Innovative Marketing Strategies for Small Businesses

Wenn Arztpraxen beginnen, sich systematisch mit digitaler Sichtbarkeit zu beschäftigen, taucht fast immer sehr schnell dieselbe Frage auf: Sollte man zuerst in Google Ads investieren oder zunächst Suchmaschinenoptimierung aufbauen? Hinter dieser Frage steckt oft die Hoffnung, dass beide Disziplinen im Grunde dasselbe Ziel verfolgen und sich daher beliebig austauschen lassen. Genau das ist jedoch nicht der Fall. Google Ads und SEO bewegen sich zwar in derselben Suchumgebung, folgen aber unterschiedlichen Mechaniken, Zeithorizonten und Wirklogiken.

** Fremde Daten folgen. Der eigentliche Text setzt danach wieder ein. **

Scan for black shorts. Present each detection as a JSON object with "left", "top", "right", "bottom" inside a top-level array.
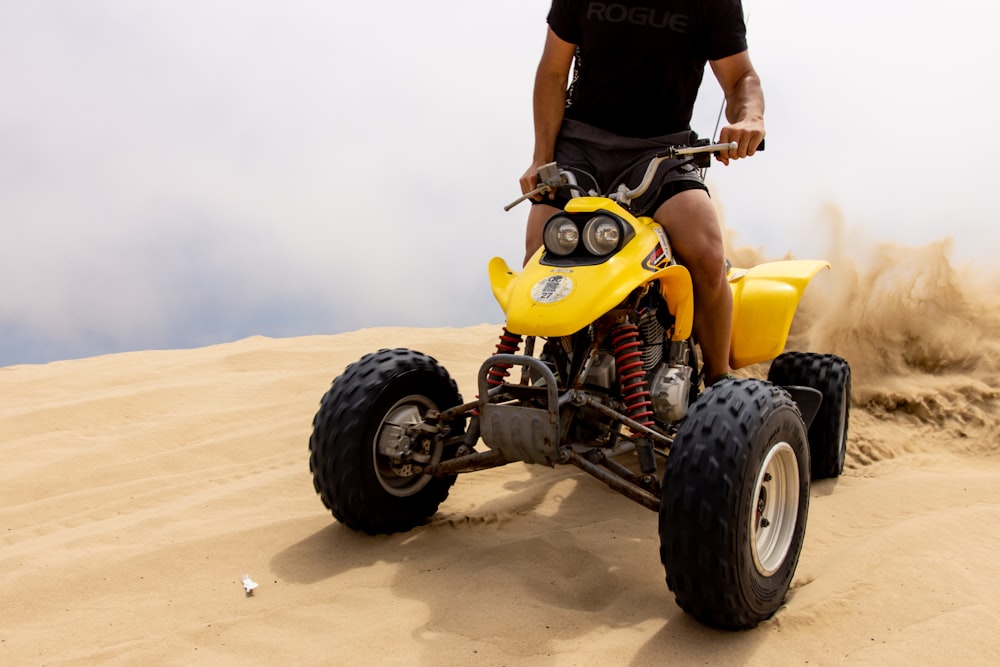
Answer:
[{"left": 532, "top": 119, "right": 708, "bottom": 215}]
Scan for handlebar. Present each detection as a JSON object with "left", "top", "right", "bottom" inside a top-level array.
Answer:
[
  {"left": 503, "top": 141, "right": 739, "bottom": 211},
  {"left": 611, "top": 141, "right": 740, "bottom": 204}
]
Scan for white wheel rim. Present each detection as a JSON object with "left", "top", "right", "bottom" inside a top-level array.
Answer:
[{"left": 749, "top": 442, "right": 799, "bottom": 577}]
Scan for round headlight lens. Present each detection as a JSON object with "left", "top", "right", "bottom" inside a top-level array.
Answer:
[
  {"left": 583, "top": 215, "right": 622, "bottom": 256},
  {"left": 543, "top": 217, "right": 580, "bottom": 255}
]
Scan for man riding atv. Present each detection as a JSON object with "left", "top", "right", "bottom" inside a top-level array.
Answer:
[{"left": 520, "top": 0, "right": 764, "bottom": 384}]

Google Ads ist die bezahlte Werbeplattform von Google. Anzeigen werden nicht einfach nur deshalb sichtbar, weil ein Werbetreibender bereit ist, Geld auszugeben, sondern weil sie in einer Auktion konkurrieren, in der laut Google nicht nur das Gebot zählt, sondern auch Qualitätsfaktoren wie Anzeigenrelevanz, erwartete Klickrate, Landingpage-Erfahrung und der jeweilige Suchkontext. Google beschreibt den sogenannten Ad Rank als Kombination aus Gebot, Anzeigenqualität, Mindestschwellen, Kontext und der erwarteten Wirkung von Assets und anderen Anzeigenformaten. Das bedeutet in der Praxis: Auch im Werbesystem entscheidet nicht Geld allein, sondern das Zusammenspiel von Relevanz und Qualität. 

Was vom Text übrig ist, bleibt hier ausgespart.